Tue Mar 5, 2013 9:0AM
Italy's crisis-hit economy is under mounting pressure. The recent elections in the country have diminished hopes for a stable government---one which could introduce measures to tackle recession, soaring unemployment and one of the world's biggest public debts.
Recession in Italy keeps biting hard and all sectors seem to have been gravely affected. The national bureau of statistics (ISTAT) announced that Italy's real gross domestic product dropped below its 2001 level last year and that the nation's debt-to-GDP ratio surged to 127 per cent in 2012. ISTAT also added the tax burden escalated to a record 44 per cent.

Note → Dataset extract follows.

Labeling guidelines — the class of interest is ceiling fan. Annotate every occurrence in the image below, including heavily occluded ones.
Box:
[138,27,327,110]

As a result around 1,000 businesses closed each day last year. The recession has also driven up unemployment to record levels in Italy. In January, overall unemployment rose to almost 12 per cent and youth unemployment nearly reached 39 per cent; the highest monthly rates for both since the national bureau of statistics started issuing monthly figures in 2004. Italy's massive national debt recently climbed to over two trillion euros. While outgoing prime minister Mario Monti's painful reforms are set to reduce public waste, significant growth-boosting measures are now desperately needed. However recent general elections have produced a political stalemate and it will be very hard to try to revive the Italian economy without a stable government. Italy's President Giorgio Napolitano will not begin formal consultation with political leaders until March 18. The anti-establishment Five Stars Movement has already warned it will not make alliances with any parties. The task of trying to find a coalition government to rule Italy is likely to turn out extremely difficult for Napolitano.